First we define our job and our script takes the container name as an input parameter.
#!/bin/sh
#PBS -l select=2:system=polaris
#PBS -q debug
#PBS -l place=scatter
#PBS -l walltime=0:30:00
#PBS -l filesystems=home:grand
#PBS -A <project_name>
cd ${PBS_O_WORKDIR}
echo $CONTAINER
We move to current working directory and enable network access at run time by setting the proxy. We also load singularity.
# SET proxy for internet access
module load singularity
export HTTP_PROXY=http://proxy.alcf.anl.gov:3128
export HTTPS_PROXY=http://proxy.alcf.anl.gov:3128
export http_proxy=http://proxy.alcf.anl.gov:3128
export https_proxy=http://proxy.alcf.anl.gov:3128
This is important for system (Polaris - Cray) mpich to bind to containers mpich. Set the following environment variables
ADDITIONAL_PATH=/opt/cray/pe/pals/1.1.7/lib/
module load cray-mpich-abi
export SINGULARITYENV_LD_LIBRARY_PATH="$CRAY_LD_LIBRARY_PATH:$LD_LIBRARY_PATH:$ADDITIONAL_PATH"
Set the number of ranks per node spread as per your scaling requirements
# MPI example w/ 16 MPI ranks per node spread evenly across cores
NODES=`wc -l < $PBS_NODEFILE`
PPN=16
PROCS=$((NODES * PPN))
echo "NUM_OF_NODES= ${NODES} TOTAL_NUM_RANKS= ${PROCS} RANKS_PER_NODE= ${PPN}"
Finally launch your script
echo C++ MPI
mpiexec -hostfile $PBS_NODEFILE -n $PROCS -ppn $PPN singularity exec -B /opt -B /var/run/palsd/ $CONTAINER /usr/source/mpi_hello_world
echo Python MPI
mpiexec -hostfile $PBS_NODEFILE -n $PROCS -ppn $PPN singularity exec -B /opt -B /var/run/palsd/ $CONTAINER python3 /usr/source/mpi_hello_world.py
The job can be submitted using:
Available containers
If you just want to know what containers are available, here you go.
- For running mpich/MPI containers on Polaris, it can be found here
- For running databases on Polaris. It can be found here
- For using shpc - that allows for running containers as modules. It can be found here
- Some containers are found in /soft/containers
The latest containers are updated periodically. If you have trouble using containers, or request a newer or a different container please contact ALCF support at support@alcf.anl.gov
.
Troubleshooting
-
Permission Denied Error: One may get a
permission denied
error during the build process, due to a nasty permission setting, quota limitations, or simply due to an unresolved symbolic link. You can try one of the solutions below:- Check your quota and delete any unnecessary files.

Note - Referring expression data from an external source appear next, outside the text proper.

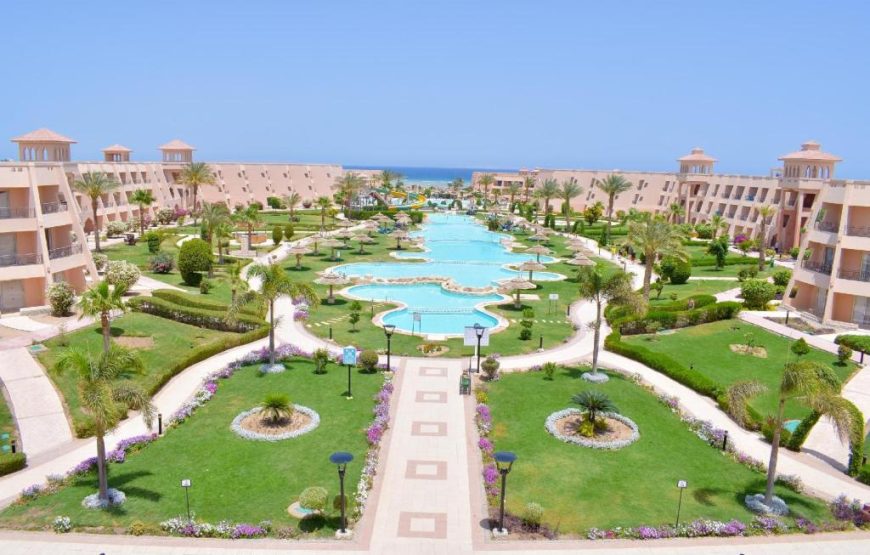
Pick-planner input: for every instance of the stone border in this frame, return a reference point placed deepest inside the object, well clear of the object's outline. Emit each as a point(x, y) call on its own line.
point(550, 425)
point(247, 434)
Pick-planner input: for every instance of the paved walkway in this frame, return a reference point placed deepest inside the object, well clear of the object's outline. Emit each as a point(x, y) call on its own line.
point(36, 405)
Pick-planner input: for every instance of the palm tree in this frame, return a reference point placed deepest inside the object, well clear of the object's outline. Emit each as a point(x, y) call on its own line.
point(194, 175)
point(766, 212)
point(613, 185)
point(100, 301)
point(103, 384)
point(292, 201)
point(324, 204)
point(594, 402)
point(601, 288)
point(569, 190)
point(348, 186)
point(274, 284)
point(549, 189)
point(654, 237)
point(275, 408)
point(485, 181)
point(94, 185)
point(144, 198)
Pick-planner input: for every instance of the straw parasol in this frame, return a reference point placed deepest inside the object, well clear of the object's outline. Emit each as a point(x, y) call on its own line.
point(539, 250)
point(298, 251)
point(516, 285)
point(331, 279)
point(531, 266)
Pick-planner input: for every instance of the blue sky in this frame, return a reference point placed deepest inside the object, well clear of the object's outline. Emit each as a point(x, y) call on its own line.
point(630, 85)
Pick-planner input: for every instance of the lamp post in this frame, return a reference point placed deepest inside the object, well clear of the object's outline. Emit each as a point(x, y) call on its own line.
point(186, 485)
point(388, 331)
point(681, 485)
point(478, 331)
point(340, 460)
point(504, 460)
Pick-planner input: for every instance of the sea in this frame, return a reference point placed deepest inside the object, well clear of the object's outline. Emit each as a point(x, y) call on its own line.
point(429, 176)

- Clean-up singularity cache,
~/.singularity/cache
, and set the singularity tmp and cache directories as below: - Make sure you are not on a directory accessed with a symlink, i.e. check if
pwd
andpwd -P
returns the same path. - If any of the above doesn't work, try running the build in your home directory.
-
Mapping to rank 0 on all nodes: This is mainly due to container mpich not binding to system mpich. It is imperative for the container to have mpich which can bind dynamically to system mpich at runtime. Ensure your submission script has the following variables and modules loaded (see below). If this does not resolve, ensure the containers mpich is built with the '--disable-wrapper-rpath' flag. Please refer to this link to find examples of building a mpich based container from scratch and running on Polaris.
ADDITIONAL_PATH=/opt/cray/pe/pals/1.1.7/lib/
module load cray-mpich-abi
export SINGULARITYENV_LD_LIBRARY_PATH="$CRAY_LD_LIBRARY_PATH:$LD_LIBRARY_PATH:$ADDITIONAL_PATH"
singularity exec -B /opt -B /var/run/palsd/
-
libmpi.so.40 not found: This may be due to mpich binding to the wrong system mpich. Try removing .conda & .cache & .local folders from your home directory. Also rebuild your container and try again.
-
Containers built with openmpi may not work correctly. Please ensure your container is built with mpich and the base image is of Debian architecture (For e.g. Ubuntu) image.